Greek distributors all agree on one thing: General audiences’ tastes have changed drastically in the last few years and it is almost impossible to pinpoint a “sure thing” when buying.
“The Sheltering Sky,” which did uneven business elsewhere, was a big hit here; “Teenage Mutant Ninja Turtles,” a smash in the States, had only lukewarm sales.
“We’re having a difficult time finding films that appeal to general Athenian audiences,” said Zinos Panayiotides of Nea Kinisi, which will be repped at AFM by partner Peggy Davalis-Micropoulos.
‘Rambo’ out, thinking in
“To appeal to our audiences today, films have to have something to say,” stressed Alexander Spentzos of Spentzos Films. “‘Rambo’ films are out, while creative films are in.”
Spentzos stresses the importance of proper promotion, as seen in the success of its release of “Home Alone,” one of the season’s hits which sold more than 195,575 tickets in Athens as of its sixth week of release. “Greeks would normally classify ‘Home Alone’ as a children’s film, and those never work here,” he said.
Spentzos credits a massive publicity campaign, incorporating benefit performances and tv spots, with creating a sense of anticipation that caused viewers to flock to the wickets as soon as “Home Alone” opened, causing SRO screenings on its opening day and many afterward.
“We’ll be buying fewer films than usual at AFM, and our main thrust will be finding product that can be held over, in line with our new distribution policy,” said Spentzos, who will attend AFM with brothers George and Spiros.
Multiplex as Parthenon
Pentalis Mitropoulos of Prooptiki will go to AFM without predicting whether his company will be buying more or less than last year. “It depends on the product available and the prices,” he said. “We will probably all be scrambling for the few films that have potential.”
Mitropoulos will be handling more features this year since Prooptiki will handle Orion for the first time and Columbia/Tri-Star is increasing its production.
According to Mitropoulos, “Multiplexes will be springing up in Athens within the next few years with the aid of foreign investments. I’m devoting 100% of my time to upgrading my distribution network.

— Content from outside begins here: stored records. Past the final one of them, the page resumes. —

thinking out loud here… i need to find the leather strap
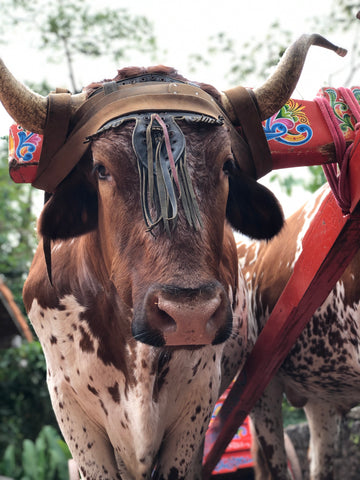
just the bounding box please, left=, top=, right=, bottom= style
left=33, top=80, right=272, bottom=192
left=223, top=86, right=273, bottom=179
left=33, top=90, right=72, bottom=189
left=102, top=81, right=118, bottom=95
left=33, top=82, right=224, bottom=192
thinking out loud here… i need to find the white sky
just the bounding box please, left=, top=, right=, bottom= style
left=0, top=0, right=357, bottom=215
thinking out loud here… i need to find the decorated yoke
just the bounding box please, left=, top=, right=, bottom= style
left=8, top=86, right=360, bottom=186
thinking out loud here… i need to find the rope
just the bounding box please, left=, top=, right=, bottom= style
left=338, top=87, right=360, bottom=123
left=314, top=88, right=360, bottom=214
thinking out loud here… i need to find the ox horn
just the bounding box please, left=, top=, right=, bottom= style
left=223, top=34, right=347, bottom=122
left=0, top=58, right=87, bottom=134
left=0, top=58, right=48, bottom=133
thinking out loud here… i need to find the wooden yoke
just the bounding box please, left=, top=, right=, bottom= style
left=9, top=87, right=360, bottom=183
left=202, top=125, right=360, bottom=479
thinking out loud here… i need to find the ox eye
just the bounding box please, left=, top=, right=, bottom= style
left=222, top=157, right=235, bottom=176
left=93, top=164, right=110, bottom=180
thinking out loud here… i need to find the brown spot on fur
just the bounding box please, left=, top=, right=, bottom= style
left=87, top=384, right=98, bottom=396
left=192, top=358, right=201, bottom=376
left=99, top=399, right=108, bottom=416
left=79, top=325, right=95, bottom=352
left=108, top=382, right=121, bottom=403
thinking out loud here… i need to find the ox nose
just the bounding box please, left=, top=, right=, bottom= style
left=132, top=282, right=232, bottom=347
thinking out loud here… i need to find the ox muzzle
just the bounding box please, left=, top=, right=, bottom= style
left=132, top=281, right=233, bottom=347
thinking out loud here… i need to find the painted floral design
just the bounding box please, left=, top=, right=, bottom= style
left=9, top=125, right=42, bottom=163
left=263, top=99, right=313, bottom=145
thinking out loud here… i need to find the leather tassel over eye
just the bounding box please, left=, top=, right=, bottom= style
left=135, top=113, right=204, bottom=235
left=90, top=111, right=223, bottom=235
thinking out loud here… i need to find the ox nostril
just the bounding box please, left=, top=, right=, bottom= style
left=157, top=295, right=222, bottom=328
left=136, top=282, right=233, bottom=347
left=150, top=299, right=177, bottom=333
left=155, top=293, right=225, bottom=346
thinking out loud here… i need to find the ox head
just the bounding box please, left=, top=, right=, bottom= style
left=1, top=34, right=346, bottom=347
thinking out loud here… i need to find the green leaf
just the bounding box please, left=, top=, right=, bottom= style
left=22, top=439, right=38, bottom=479
left=0, top=443, right=22, bottom=477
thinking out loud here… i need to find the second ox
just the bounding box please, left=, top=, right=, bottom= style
left=238, top=184, right=360, bottom=480
left=1, top=34, right=345, bottom=479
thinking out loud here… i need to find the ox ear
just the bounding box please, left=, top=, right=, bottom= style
left=39, top=158, right=98, bottom=240
left=226, top=168, right=284, bottom=240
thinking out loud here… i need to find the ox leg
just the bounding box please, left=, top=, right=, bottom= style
left=154, top=426, right=207, bottom=480
left=51, top=389, right=121, bottom=480
left=304, top=401, right=341, bottom=480
left=66, top=420, right=120, bottom=480
left=250, top=378, right=290, bottom=480
left=186, top=441, right=204, bottom=480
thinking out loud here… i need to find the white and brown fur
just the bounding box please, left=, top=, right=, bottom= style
left=23, top=67, right=284, bottom=480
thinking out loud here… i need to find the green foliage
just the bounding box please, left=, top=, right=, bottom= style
left=188, top=0, right=359, bottom=196
left=0, top=342, right=59, bottom=459
left=270, top=165, right=327, bottom=196
left=189, top=21, right=293, bottom=87
left=25, top=80, right=54, bottom=98
left=269, top=173, right=306, bottom=197
left=0, top=0, right=157, bottom=92
left=189, top=0, right=359, bottom=88
left=0, top=425, right=71, bottom=480
left=0, top=444, right=22, bottom=479
left=303, top=166, right=327, bottom=193
left=282, top=397, right=306, bottom=428
left=309, top=0, right=360, bottom=86
left=350, top=431, right=360, bottom=445
left=0, top=139, right=40, bottom=309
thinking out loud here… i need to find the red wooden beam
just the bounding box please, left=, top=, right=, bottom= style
left=8, top=88, right=360, bottom=184
left=203, top=131, right=360, bottom=479
left=265, top=88, right=360, bottom=170
left=267, top=98, right=335, bottom=169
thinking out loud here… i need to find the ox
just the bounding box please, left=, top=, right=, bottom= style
left=238, top=184, right=360, bottom=480
left=0, top=34, right=343, bottom=480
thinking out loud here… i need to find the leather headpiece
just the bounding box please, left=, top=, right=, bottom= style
left=88, top=111, right=223, bottom=234
left=32, top=74, right=271, bottom=193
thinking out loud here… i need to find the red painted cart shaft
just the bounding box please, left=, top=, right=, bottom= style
left=203, top=131, right=360, bottom=479
left=264, top=87, right=360, bottom=170
left=268, top=98, right=335, bottom=169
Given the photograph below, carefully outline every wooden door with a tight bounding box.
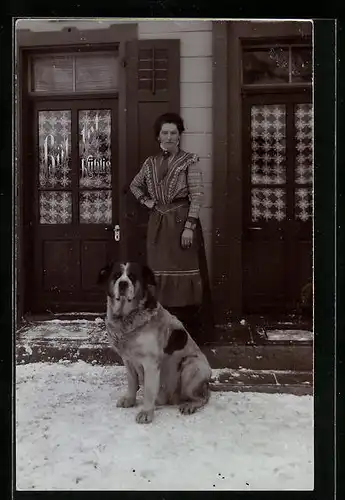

“If someone else wants to invest in multiplexes, I’ll act as the distributor. Investment on this scale is for the big boys. I’m not a technical person.”

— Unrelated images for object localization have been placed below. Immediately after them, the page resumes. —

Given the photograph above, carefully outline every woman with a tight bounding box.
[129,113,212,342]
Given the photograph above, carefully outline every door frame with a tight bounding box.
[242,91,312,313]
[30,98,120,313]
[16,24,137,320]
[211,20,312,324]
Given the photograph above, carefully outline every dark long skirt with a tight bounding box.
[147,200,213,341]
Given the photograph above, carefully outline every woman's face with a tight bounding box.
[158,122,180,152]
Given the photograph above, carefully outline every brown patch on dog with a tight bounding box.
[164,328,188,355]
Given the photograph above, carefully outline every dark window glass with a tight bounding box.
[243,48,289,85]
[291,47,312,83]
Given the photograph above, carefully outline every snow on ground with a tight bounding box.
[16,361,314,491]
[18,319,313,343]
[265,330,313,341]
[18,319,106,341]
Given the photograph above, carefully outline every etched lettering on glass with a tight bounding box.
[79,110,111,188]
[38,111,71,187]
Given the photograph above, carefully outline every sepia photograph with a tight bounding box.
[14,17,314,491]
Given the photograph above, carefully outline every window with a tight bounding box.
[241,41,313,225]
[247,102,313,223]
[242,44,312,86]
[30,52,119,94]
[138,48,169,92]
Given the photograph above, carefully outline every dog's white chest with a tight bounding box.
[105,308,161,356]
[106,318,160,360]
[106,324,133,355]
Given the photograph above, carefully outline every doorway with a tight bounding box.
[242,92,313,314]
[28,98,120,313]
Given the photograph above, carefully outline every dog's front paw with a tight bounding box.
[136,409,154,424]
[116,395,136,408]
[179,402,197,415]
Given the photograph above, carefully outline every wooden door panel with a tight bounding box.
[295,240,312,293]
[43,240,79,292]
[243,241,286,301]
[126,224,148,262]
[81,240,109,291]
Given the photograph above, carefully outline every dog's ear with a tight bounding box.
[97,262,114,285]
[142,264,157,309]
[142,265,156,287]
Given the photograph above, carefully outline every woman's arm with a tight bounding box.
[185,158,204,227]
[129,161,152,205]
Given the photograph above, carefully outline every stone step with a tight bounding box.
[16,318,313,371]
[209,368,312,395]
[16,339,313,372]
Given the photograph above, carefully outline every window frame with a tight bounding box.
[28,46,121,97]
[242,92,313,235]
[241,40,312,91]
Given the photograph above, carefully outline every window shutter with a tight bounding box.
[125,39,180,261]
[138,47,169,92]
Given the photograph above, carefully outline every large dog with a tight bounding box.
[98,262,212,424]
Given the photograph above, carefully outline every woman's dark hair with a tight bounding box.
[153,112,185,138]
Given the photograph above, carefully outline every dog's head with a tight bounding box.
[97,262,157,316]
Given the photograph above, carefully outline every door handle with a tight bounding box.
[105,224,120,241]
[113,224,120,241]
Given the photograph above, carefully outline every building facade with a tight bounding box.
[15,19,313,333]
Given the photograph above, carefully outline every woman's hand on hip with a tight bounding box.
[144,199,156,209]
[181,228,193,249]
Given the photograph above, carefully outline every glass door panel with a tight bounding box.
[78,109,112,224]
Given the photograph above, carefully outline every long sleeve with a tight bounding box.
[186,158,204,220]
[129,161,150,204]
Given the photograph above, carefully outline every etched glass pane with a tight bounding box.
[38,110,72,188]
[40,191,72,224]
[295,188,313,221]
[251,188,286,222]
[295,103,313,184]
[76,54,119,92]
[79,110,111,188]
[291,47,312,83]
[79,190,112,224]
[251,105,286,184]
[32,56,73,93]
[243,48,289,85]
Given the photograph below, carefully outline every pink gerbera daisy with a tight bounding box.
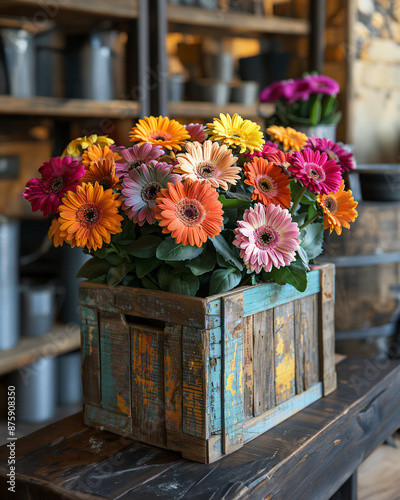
[306,136,355,173]
[184,123,208,143]
[307,74,340,96]
[244,142,278,160]
[233,203,300,274]
[23,157,85,217]
[115,143,164,178]
[259,79,295,103]
[288,148,342,194]
[120,162,181,225]
[263,149,292,175]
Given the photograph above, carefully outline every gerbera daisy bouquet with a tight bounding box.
[260,73,342,128]
[23,113,358,296]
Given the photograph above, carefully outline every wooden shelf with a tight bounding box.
[0,0,138,20]
[169,100,274,120]
[167,5,309,36]
[0,324,80,376]
[0,96,140,119]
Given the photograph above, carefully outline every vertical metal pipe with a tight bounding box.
[138,0,150,117]
[308,0,326,73]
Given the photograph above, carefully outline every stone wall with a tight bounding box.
[352,0,400,162]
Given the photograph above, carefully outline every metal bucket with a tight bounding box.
[57,350,82,406]
[0,217,19,350]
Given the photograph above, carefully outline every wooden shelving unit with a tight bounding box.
[0,324,80,376]
[0,96,140,119]
[169,101,274,120]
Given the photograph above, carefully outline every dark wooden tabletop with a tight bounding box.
[1,357,400,500]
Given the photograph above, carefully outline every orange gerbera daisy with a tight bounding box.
[175,140,240,190]
[58,182,123,251]
[81,158,121,191]
[48,218,76,248]
[129,116,190,151]
[244,157,291,209]
[155,179,224,247]
[82,144,122,169]
[266,125,308,152]
[317,180,358,235]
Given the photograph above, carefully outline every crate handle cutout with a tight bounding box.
[124,314,166,332]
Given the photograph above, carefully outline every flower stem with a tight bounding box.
[298,212,320,230]
[290,185,307,216]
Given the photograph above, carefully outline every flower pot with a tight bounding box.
[293,123,337,142]
[79,263,336,463]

“We distribute fewer films each year,” said George Michaelides of Elke, who will attend AFM with Manos Krezies, head of Home Video Hellas. “Business is terrible; indies are dead here. Even ‘Total Recall’ did less than expected – as well as ‘Goodfellas’ and ‘Dick Tracy’ – but we won’t lose our shirts on them. Only ‘Pretty Woman’ did as well as expected – 226,000 tickets after eight weeks.”
Distribs in Athens report about a 40% drop in sales compared with the previous season.
Michaelides was a pioneer in cinema renovation, sinking money into the downtown Opera and Radio City cinemas and upgrading them four years ago by installing Dolby stereo and new seats.
“Going to the cinema should be a special affair,” he said, “some thing we didn’t accept until recently. People have a right to expect comfort in theaters to justify higher prices [ now between $3.80 to $4.50, more than triple since deregulation of cinema prices in 1985].
Michaelides once again proved himself a trendsetter by being the first to install popcorn machines in a number of his cinemas in Athens and Thessaloniki, proving that what is known in other parts of the world is true in Greece as well – popcorn can boost admissions. Other enterprising cinema owners and leasers plan on following suit.